2 Signature domain
Figure 1: High-level architecture of signature computations
Signatures are a way to associate information with individual telephone
numbers. For each phone number, a typical signature contains information
about the characteristics of outgoing calls from that number and incoming
calls to it. The
outgoing data is often split into sub-categories based on the type of
call (for example, toll-free, international, intra-state, and other).
This section describes the process of computing signatures, discusses
the representation of signature data, and presents an example signature.
We first define some basic terminology.
Signatures maintain information about phone numbers rather
than customers. A second database can be used to match signature
data with customer information, but that process
is outside of Hancock's domain. A telephone number (973 555 1212)
contains an area code (973), an exchange (555), and a line number (1212). We often use the term exchange to mean the first
six digits of a phone number (973 555) and the term line to mean the
whole phone number. Hancock supports a few basic types for phone
numbers, dates, and times: area_code_t, exchange_t, line_t,
date_t, and time_t. It also supports a type for call records:
typedef struct {
line_t origin;
line_t dialed;
date_t connectTime;
time_t duration;
char isIncomplete;
char isIntl;
char isTollFree;
...
} callRec_t;
Each call record contains two phone numbers: the originating number
and the dialed number. Each record also stores the time the call was
connected (connectTime) and the duration of the call in seconds
(duration). Call records also contain boolean flags describing
the type of call: isIncomplete, isIntl, isTollFree,
etc.
2.1 Signature computation
We update signature data daily from the records of the calls made the
previous day.
Figure 1 shows a graphical
depiction of the typical architecture we use for such computations.
We first sort the call records by the originating phone number and
then update the outgoing portion of the signature for each phone number that
made a call.
We then repeat this process, sorting the call records by the dialed
number and updating the incoming portion of the signature for
each phone number that received a call.
This architecture reduces the I/O needed to
process a signature by ensuring good locality for references to the
stored signature data at the cost of a pair of external sorts.

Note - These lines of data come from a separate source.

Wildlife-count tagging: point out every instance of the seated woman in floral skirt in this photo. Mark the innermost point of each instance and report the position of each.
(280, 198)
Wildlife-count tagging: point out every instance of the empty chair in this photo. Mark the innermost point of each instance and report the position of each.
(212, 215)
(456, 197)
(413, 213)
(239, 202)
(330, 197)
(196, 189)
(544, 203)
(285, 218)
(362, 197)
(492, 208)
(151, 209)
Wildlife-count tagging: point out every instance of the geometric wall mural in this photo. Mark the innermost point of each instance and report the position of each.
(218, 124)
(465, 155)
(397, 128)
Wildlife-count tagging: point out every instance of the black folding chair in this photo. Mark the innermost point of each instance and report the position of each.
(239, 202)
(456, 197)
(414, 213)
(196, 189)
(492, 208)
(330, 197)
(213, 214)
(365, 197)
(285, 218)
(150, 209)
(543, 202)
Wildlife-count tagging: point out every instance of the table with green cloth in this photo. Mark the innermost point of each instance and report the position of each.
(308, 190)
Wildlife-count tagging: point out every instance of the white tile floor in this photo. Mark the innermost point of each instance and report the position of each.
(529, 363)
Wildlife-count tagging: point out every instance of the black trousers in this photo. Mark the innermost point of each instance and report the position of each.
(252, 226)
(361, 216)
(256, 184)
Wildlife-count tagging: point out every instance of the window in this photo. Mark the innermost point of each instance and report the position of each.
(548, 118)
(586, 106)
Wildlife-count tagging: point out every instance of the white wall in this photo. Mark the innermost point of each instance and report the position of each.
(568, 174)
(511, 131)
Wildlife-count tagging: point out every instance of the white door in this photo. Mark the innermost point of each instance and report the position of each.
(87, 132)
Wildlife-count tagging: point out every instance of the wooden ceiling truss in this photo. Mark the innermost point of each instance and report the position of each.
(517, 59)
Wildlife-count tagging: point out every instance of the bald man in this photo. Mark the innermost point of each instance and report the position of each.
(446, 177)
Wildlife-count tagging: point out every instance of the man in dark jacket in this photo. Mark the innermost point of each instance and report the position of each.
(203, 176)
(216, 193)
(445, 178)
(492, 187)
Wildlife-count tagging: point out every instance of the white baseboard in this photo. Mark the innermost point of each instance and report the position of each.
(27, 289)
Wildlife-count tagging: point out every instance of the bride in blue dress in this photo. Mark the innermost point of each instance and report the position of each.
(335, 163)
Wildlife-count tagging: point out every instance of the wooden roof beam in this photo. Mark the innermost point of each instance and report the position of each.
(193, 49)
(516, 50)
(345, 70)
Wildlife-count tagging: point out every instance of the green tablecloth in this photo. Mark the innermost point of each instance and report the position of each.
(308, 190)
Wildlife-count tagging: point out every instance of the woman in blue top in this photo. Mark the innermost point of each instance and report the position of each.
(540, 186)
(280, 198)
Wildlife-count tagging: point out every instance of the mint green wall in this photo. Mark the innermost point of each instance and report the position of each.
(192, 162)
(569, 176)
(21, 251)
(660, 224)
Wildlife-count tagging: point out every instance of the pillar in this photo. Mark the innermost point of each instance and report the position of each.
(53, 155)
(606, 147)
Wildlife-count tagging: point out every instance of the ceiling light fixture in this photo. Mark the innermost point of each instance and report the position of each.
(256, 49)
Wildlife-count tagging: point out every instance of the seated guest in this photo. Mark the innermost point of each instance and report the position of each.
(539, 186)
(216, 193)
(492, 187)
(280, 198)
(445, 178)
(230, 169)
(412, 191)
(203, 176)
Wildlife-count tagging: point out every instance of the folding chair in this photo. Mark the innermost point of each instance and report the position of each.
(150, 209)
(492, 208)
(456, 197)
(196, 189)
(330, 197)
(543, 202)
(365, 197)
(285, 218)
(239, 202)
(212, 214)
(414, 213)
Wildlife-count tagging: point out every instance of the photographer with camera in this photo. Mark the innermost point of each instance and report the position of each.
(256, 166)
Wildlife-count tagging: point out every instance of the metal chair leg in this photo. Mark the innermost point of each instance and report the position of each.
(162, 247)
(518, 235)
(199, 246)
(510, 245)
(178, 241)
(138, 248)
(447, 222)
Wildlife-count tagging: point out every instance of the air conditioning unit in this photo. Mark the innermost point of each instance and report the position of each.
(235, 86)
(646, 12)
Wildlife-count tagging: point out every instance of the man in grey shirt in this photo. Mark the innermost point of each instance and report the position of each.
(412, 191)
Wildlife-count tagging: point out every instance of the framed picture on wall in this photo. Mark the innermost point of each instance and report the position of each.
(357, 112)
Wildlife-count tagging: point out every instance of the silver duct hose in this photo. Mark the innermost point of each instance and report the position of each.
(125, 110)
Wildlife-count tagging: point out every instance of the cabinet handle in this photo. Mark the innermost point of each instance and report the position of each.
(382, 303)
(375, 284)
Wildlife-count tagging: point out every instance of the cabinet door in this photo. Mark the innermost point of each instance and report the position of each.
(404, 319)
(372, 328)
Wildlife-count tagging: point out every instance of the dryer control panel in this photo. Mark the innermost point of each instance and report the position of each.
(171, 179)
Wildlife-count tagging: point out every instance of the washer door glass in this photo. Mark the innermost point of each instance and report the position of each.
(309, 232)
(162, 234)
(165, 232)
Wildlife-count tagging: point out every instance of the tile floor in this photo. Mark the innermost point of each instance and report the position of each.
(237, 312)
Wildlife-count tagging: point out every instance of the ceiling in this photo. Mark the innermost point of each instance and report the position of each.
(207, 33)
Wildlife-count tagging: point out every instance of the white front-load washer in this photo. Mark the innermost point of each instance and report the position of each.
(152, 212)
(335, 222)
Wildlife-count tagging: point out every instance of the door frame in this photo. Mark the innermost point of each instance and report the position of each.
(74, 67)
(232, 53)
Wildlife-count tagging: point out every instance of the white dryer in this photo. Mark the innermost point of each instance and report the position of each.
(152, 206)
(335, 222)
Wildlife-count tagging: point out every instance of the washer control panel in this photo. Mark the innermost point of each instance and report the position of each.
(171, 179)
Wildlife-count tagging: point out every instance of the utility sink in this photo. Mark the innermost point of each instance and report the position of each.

2.2 Signature representation
Figure 2: Signature data representation
As mentioned earlier, the size of signature files limits the
number of bytes we can keep for each phone number. As a result, we
cannot keep exact information for each line. Instead, we need to
approximate. Conceptually, in each signature we have two
views for our data: a precise form called the signature view and an approximate form called the approximation
view. We compute with the signature, but store the approximation.

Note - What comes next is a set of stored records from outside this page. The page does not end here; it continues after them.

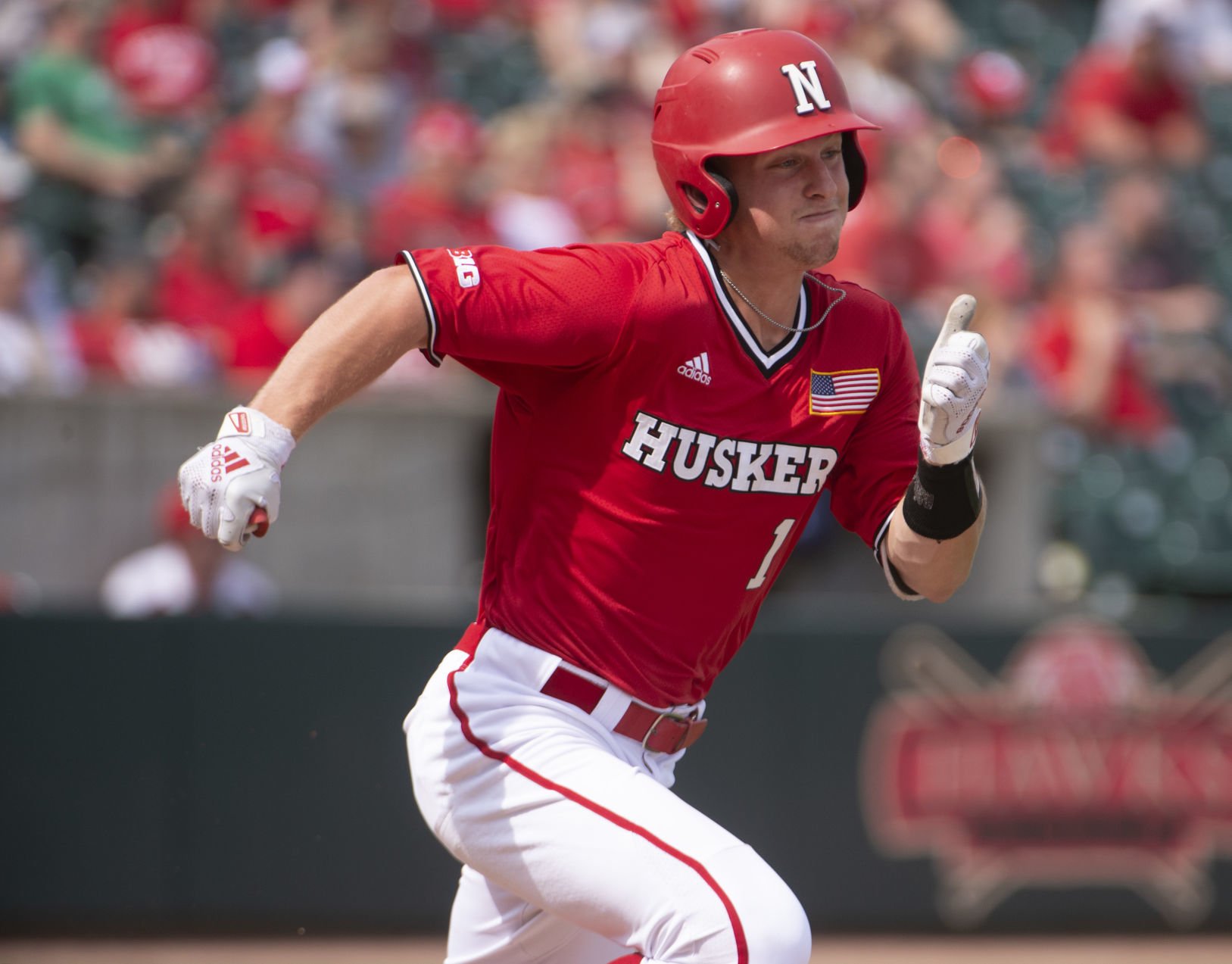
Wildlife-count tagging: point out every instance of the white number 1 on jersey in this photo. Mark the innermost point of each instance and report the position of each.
(780, 534)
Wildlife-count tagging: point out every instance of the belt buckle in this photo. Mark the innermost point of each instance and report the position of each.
(687, 720)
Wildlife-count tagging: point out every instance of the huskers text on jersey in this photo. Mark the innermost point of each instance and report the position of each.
(741, 465)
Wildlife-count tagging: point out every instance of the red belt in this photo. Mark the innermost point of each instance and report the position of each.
(660, 732)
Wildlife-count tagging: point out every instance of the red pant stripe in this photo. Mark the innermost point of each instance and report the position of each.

The choice of these two views is application specific, as is
the method for converting between them.
We call the process of converting from the signature to the
approximation view freezing; the converse process, thawing.

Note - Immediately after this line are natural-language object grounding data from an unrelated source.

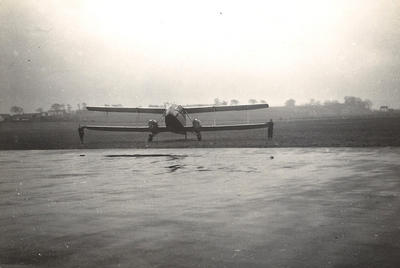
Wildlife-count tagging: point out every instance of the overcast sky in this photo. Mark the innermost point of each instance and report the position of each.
(190, 52)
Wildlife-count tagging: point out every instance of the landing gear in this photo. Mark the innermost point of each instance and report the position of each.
(198, 136)
(150, 138)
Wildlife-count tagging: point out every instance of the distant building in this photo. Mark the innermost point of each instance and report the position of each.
(5, 117)
(384, 108)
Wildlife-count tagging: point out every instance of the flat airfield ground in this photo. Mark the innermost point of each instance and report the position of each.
(236, 207)
(352, 132)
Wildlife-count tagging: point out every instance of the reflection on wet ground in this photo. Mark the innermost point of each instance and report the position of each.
(204, 207)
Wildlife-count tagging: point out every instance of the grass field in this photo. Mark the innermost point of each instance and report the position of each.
(355, 132)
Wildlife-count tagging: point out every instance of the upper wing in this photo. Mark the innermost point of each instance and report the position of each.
(228, 127)
(151, 110)
(205, 109)
(122, 128)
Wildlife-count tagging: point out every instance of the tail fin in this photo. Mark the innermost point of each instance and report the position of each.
(81, 131)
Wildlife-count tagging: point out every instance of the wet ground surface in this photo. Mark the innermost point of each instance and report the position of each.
(268, 207)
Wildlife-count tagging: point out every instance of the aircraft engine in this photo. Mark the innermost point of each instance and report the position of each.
(153, 126)
(196, 125)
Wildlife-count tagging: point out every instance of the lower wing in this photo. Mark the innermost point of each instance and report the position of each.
(227, 127)
(81, 129)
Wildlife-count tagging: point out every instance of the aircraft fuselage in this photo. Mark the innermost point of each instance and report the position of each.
(175, 119)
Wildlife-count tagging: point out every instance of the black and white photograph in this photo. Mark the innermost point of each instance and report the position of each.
(199, 133)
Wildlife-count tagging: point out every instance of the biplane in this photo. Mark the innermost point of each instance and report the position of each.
(175, 117)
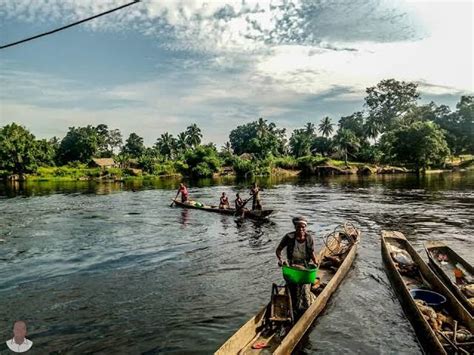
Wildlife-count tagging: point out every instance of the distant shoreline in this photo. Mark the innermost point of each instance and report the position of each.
(121, 175)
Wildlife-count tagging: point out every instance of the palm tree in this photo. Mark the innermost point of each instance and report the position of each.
(371, 128)
(325, 127)
(227, 148)
(194, 135)
(165, 145)
(344, 140)
(262, 127)
(182, 141)
(310, 128)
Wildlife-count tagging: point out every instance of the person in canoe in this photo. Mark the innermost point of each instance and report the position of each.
(224, 201)
(255, 193)
(184, 193)
(300, 253)
(239, 206)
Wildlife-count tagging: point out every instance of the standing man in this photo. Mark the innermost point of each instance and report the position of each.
(255, 193)
(19, 343)
(300, 252)
(184, 193)
(224, 201)
(239, 206)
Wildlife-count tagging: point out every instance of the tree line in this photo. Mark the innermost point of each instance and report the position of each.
(392, 128)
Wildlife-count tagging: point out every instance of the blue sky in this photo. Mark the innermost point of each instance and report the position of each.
(160, 66)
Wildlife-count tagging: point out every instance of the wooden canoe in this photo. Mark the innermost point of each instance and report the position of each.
(445, 270)
(256, 214)
(251, 332)
(424, 278)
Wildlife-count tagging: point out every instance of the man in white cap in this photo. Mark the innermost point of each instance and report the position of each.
(299, 245)
(300, 252)
(19, 343)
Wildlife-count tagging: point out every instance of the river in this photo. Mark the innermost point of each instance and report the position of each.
(112, 268)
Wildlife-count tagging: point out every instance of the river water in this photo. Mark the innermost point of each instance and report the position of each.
(111, 268)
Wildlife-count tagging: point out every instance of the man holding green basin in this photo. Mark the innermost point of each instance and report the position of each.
(300, 253)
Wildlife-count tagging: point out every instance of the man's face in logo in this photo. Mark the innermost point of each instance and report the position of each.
(19, 330)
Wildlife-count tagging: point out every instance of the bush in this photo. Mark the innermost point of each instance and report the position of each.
(287, 162)
(308, 164)
(201, 170)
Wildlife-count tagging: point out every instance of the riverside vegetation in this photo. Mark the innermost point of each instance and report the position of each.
(391, 130)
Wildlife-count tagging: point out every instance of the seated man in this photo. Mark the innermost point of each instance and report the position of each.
(239, 206)
(224, 202)
(184, 193)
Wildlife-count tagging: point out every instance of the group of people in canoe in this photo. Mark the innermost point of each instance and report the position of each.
(224, 203)
(299, 243)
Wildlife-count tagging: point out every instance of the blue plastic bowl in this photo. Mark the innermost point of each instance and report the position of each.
(432, 299)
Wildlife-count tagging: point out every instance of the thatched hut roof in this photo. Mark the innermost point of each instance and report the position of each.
(103, 162)
(246, 156)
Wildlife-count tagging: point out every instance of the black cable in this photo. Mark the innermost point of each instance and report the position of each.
(67, 26)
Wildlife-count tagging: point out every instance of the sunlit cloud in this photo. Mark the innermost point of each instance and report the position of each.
(234, 61)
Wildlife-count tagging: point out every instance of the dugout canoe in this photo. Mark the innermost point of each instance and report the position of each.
(445, 270)
(431, 341)
(252, 333)
(256, 214)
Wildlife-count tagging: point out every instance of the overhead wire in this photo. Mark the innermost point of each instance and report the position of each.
(68, 26)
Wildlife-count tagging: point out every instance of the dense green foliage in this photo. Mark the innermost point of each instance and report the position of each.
(420, 143)
(259, 138)
(18, 149)
(392, 129)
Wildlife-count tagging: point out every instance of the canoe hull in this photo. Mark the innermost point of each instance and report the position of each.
(424, 333)
(258, 214)
(241, 341)
(441, 272)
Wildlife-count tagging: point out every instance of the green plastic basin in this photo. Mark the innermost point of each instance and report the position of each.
(300, 276)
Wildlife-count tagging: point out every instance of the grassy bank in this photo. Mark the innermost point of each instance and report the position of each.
(281, 166)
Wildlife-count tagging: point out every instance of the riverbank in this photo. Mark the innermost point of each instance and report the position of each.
(307, 166)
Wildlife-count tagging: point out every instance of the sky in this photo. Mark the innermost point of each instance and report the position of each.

(See Figure 2.) Note that thaw(freeze(v)) does not
necessarily equal v because freezing is often lossy.
Having two views for the data allows programmers to compute
with the natural representation while saving disk space, but it comes
at the cost of having to manage conversions between the two views.
2.3 Usage signature
This section describes the Usage signature, which we use as a
running example. Usage approximates cumulative daily call duration
for incoming calls, outgoing calls, and outgoing calls to toll-free
numbers. Usage uses the same structure to track all three types of
calls. In particular, the signature type for each is seconds; the
approximation type, a bucket number between zero and fifteen. The
buckets represent non-uniform ranges of durations. Bucket zero
corresponds to very short calls and serves as the default value for
lines with no recorded activity, while bucket fifteen corresponds to
long calls. Thawing converts bucket numbers to seconds by
associating a default duration with each bucket. Freezing identifies
the bucket with the appropriate range of times.
There are two parts to the daily Usage computation. First, we accumulate
the precise usage in seconds for a particular phone number for a
particular type of call, and then we blend that data with the
existing signature for that type of call. The code for blending
is:
blend(new, old) = new*lambda + old*(1-lambda)
Blending of this form is common in signature computations.
Pseudo-code for computing part of the Usage signature appears in
Figure 3. For brevity, we include only the code for
computing the outgoing portion of the signature for a single line,
called origin in the pseudo-code. A detailed version of
Usage that tracks some additional information can be found in Appendix
A.
outgoingUsage(origin, calls)
int cumTollFree = 0;
int cumOut = 0;
uApprox = Get usage data for origin
uSig = Convert uApprox from buckets to seconds
for c in calls do
if c.isTollFree then
cumTollFree += c.duration
else
cumOut += c.duration
endif
done
uSig.outTollFree =
blend(cumTollFree, uSig.outTollFree)
uSig.out = blend(cumOut, uSig.out)
uApprox = Convert uSig from seconds to buckets.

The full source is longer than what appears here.